Они пробирались сквозь толпу, заполнившую проход в театр. Герцен по дороге объяснял Натали:
— Страсть к шутке, к веселости, к каламбуру составляет один из существенных и прекрасных элементов французского характера. Ей соответствует на сцене фарс, который есть народное произведение французов.
Оказалось, что один из героев фарса — сам Прудон. Под сплошной хохот публики он торжественно отменяет название «Биржевые маклеры», заявляя: «Отныне они будут называться: „Биржевые посредники“».
Натали была шокирована.
— Это издевка над социализмом! — заявила она после спектакля.
— Нисколько! — ответил Герцен, хохотавший во время представления как дитя. — Здесь подмечены комичные стороны французского догматизма. Ты заметила, что французы всякий раз начинают все сначала. С серьезным видом они начинают рассуждать, является ли свобода печати нерушимым правом? Или: должно ли быть обеспечено право собраний? Это же азбучные вопросы. В Англии они невозможны со времен Кромвеля, в Америке — со времен Вашингтона.
— Но этот фарс — оскорбление Прудона, — не сдавалась Натали.
— У Прудона есть темные стороны, — отвечал Герцен уже серьезно, — но он огромный талант, и ради его достоинств я готов простить ему поношение Руссо и даже его странный призыв: «Примирение — эта революция».
— Примирение с кем?
— Буржуазии с пролетариатом. Я рассматриваю это как измельчание Прудона.

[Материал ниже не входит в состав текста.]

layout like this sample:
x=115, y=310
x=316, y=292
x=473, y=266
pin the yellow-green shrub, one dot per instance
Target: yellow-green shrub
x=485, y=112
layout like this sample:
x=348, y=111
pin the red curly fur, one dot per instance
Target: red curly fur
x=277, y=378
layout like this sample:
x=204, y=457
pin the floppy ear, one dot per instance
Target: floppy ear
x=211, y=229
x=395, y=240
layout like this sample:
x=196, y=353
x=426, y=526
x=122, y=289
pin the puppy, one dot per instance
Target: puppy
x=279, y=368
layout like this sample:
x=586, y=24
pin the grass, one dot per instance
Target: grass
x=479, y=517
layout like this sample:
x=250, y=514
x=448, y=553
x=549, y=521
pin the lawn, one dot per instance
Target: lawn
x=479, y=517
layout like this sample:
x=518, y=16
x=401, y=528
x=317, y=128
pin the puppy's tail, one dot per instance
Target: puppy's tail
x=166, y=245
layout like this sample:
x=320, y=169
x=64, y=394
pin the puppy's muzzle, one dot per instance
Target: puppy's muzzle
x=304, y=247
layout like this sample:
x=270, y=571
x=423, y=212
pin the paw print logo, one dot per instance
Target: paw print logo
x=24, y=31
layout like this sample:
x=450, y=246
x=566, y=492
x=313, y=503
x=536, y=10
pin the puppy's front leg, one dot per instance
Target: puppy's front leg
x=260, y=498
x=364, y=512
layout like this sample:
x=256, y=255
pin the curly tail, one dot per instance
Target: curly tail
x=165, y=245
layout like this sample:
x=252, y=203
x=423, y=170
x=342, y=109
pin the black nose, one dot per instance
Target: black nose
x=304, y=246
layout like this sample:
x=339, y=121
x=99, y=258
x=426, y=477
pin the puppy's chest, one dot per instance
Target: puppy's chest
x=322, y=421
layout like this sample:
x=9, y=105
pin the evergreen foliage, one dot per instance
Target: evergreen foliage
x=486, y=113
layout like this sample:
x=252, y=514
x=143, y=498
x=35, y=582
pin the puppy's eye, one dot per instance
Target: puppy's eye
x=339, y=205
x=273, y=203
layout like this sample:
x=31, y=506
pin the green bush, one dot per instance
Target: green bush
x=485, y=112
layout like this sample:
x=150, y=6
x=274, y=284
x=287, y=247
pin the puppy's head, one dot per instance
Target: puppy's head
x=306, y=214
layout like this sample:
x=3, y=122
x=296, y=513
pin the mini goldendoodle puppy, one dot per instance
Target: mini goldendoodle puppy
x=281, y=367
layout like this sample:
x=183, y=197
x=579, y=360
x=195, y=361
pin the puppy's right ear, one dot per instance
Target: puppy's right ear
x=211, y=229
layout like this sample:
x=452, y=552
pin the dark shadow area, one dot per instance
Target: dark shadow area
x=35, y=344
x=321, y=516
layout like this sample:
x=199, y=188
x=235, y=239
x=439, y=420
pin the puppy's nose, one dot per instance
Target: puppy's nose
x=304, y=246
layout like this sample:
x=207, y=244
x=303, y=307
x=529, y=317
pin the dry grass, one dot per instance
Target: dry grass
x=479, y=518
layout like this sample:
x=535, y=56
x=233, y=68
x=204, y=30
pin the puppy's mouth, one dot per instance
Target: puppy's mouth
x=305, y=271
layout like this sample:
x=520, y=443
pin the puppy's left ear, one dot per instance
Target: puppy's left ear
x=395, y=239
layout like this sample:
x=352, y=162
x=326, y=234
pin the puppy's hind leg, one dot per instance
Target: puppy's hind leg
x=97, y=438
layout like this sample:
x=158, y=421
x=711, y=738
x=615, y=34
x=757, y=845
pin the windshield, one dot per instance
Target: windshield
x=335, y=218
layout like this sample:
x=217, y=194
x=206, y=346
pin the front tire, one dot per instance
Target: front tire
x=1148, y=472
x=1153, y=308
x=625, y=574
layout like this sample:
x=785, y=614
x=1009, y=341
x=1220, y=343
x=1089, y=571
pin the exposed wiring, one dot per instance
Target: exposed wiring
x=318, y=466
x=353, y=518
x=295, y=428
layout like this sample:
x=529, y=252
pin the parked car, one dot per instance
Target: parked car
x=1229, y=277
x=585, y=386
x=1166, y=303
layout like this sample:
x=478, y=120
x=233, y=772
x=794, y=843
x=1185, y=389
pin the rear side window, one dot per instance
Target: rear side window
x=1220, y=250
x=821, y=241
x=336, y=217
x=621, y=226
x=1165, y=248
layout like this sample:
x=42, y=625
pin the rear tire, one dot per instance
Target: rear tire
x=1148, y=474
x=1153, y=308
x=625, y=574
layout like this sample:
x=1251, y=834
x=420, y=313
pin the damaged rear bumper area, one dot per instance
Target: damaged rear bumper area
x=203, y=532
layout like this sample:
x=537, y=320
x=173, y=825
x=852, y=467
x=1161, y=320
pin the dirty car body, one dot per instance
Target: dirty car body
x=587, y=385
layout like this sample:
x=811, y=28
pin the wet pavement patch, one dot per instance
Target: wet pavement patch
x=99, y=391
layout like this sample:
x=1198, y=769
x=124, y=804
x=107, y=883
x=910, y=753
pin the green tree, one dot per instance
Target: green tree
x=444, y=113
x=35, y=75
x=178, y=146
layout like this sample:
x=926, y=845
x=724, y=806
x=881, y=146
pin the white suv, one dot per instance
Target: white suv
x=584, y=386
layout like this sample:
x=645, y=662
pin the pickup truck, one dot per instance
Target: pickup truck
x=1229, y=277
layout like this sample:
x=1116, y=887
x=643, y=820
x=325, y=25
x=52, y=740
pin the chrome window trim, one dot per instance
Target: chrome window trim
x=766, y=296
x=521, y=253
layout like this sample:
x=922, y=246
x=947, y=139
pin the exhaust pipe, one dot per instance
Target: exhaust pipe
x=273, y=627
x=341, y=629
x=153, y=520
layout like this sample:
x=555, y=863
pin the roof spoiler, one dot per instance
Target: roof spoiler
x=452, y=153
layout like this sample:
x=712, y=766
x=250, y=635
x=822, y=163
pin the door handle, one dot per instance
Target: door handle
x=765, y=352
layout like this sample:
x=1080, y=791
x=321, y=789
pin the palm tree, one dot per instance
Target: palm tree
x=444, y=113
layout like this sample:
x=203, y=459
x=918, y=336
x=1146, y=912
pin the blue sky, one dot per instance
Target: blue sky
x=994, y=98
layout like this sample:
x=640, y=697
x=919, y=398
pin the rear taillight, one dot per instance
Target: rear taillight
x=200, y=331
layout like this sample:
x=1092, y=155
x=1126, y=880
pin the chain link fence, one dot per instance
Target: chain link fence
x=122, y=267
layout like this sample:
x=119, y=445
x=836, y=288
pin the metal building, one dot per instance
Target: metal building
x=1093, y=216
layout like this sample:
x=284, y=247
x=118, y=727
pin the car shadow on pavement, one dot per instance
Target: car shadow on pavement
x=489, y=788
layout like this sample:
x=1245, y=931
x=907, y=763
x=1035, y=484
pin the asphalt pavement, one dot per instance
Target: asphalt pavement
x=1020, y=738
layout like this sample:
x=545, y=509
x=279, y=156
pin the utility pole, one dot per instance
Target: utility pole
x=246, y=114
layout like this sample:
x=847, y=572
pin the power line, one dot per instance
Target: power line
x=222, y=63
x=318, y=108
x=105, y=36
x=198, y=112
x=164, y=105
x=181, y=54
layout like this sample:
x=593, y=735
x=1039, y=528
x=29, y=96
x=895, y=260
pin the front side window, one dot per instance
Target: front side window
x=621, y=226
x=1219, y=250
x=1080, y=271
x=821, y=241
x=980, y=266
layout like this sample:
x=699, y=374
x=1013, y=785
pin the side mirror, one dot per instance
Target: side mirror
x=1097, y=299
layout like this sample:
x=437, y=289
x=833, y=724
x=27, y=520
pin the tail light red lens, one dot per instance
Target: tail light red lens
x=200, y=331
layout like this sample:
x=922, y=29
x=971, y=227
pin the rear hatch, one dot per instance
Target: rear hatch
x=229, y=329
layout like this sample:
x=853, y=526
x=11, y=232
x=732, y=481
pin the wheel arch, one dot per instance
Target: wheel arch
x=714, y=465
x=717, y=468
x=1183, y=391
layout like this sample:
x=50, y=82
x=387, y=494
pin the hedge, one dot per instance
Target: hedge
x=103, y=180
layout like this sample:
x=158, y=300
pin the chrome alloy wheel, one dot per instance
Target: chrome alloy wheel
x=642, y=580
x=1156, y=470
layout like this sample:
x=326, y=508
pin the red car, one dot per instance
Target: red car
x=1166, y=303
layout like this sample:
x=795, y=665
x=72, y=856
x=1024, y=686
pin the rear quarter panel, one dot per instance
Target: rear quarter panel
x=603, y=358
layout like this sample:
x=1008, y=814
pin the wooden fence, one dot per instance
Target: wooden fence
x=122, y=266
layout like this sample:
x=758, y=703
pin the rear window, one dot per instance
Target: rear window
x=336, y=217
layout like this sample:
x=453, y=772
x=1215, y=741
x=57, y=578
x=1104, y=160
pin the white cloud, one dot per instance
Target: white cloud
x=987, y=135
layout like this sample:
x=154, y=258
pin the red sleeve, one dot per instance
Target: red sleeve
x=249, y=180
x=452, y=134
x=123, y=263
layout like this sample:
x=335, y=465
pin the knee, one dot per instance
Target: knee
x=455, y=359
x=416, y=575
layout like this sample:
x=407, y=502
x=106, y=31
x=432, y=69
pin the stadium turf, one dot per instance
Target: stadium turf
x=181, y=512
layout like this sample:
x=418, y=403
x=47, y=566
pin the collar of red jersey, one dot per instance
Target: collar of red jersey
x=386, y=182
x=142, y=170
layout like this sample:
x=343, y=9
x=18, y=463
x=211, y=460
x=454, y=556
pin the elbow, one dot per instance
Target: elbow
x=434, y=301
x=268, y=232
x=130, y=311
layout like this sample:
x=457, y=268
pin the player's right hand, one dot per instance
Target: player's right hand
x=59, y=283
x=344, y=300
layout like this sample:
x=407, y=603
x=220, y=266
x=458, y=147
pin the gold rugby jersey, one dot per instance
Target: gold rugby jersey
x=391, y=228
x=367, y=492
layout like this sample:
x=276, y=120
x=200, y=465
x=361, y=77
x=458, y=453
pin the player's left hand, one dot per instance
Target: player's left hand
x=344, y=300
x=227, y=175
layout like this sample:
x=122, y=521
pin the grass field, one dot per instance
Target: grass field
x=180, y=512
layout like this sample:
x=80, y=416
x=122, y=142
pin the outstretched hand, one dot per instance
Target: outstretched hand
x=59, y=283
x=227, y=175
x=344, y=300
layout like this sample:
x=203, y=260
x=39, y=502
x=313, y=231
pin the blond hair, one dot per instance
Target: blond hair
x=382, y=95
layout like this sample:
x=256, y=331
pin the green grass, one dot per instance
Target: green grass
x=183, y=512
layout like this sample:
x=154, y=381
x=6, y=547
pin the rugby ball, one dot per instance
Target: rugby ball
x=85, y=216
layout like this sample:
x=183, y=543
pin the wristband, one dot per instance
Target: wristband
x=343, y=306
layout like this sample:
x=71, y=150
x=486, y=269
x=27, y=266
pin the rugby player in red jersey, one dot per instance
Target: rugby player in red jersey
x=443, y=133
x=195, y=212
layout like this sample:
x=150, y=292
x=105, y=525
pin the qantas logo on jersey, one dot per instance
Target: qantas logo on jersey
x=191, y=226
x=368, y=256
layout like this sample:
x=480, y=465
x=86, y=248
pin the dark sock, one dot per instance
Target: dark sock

Прогулки по Парижу иногда совершались в мужской компании. В таком случае спутниками Герцена бывали Сазонов и Гервег. Иногда — один Гервег. Этот готов был развлекаться каждый вечер — ему были чужды ночные бдения за письменным столом. Кроме того, ни сантима в кармане, обанкротившийся тесть сократил до минимума ежемесячные подачки, и Гервеги все больше переходили на содержание Герцена.
От назойливых порой зазываний Гервега приходилось Герцену отделываться записками, пока еще добродушно-шутливыми по тону, но категоричными по существу, вроде такой:
«Нет, Гервег, это невозможно, человеческие силы имеют предел, и у меня их больше не осталось… все вместе взятое не позволяет мне добраться даже в экипаже до собора Богоматери…»
Однажды втроем — с Сазоновым и Гервегом — они забрались в клуб «Легион Везувианок».
Деятелями этого клуба были только женщины. Имя знаменитого вулкана они присвоили своему клубу как символ потрясения основ благопристойной буржуазной морали.
Когда друзья вошли под своды, потемневшие от табачного дыма, раздались возгласы:
— Какой красавчик пришел!
Гервег действительно был красив. Это, собственно, и был его основной капитал. Темные шелковистые кудри, красиво подернутые легкой сединой при молодом лице. Шелковистая же бородка, не скрывавшая мягких очертаний подбородка. Тонкий нос с маленькой горбинкой. Изящный овал узкого лица. Лицо матово-смуглое, с бронзовым оттенком — его можно было принять за аравийского принца. Глаза темно-карие, блестящие, вдруг вспыхивающие. Выражение лица отрешенно-милосердное. Строен, хорошо сложен, гибок. Голос — из бархатных, с ласкающими модуляциями. Кисти рук узкие, холеные. Вкрадчивая мягкость в манерах.
Когда Гервег показывался в обществе, взгляды женщин обращались на него с интересом, иных — с восхищением.
Одевался Гервег изысканно. Меринг пишет о нем в сожалительном тоне, что он «обратился в модного щеголя и франта». Гейне, который знал Гервега в молодости, писал:
Придирчиво хороший вкус нашел бы, что Гервег слишком сладок, недостаточно мужествен, может быть даже кокетлив. «У него была какая-то полумужская изнеженность», — замечает мимоходом Герцен.
Наблюдательный Павел Васильевич Анненков характеризует Гервега как «изящную и вместе холодную, эгоистическую, сластолюбивую личность». Павел Васильевич был человек сдержанный, но надо было видеть, какие насмешливые искорки загорались в его глазах, когда Гервег подходил к зеркалу, плавным жестом оглаживал свои Шелковистые кудри, чуть побелевшие на висках, и говорил при этом:
— Я люблю свою седину.
Каким жеманным самодовольством звучал его голос эти минуты.
Натали писала подруге своей Наташе Тучковой:
«Эмма… я люблю ее, но в ней много ненужного, ее муж — широкая натура, с ним мне даже хорошо молчать, мысль не задевает за него, не спотыкается…»
Да, между ними не было идейных споров, проблемных разговоров, а просто бездумная дамская болтовня, в которой Гервег был испытанный дока. Отсюда возникало ощущение радостной легкости, немножко почему-то стыдной, словно недозволенной, «мысль не задевалась». Но когда молчит мысль, тогда поднимает голос чувство.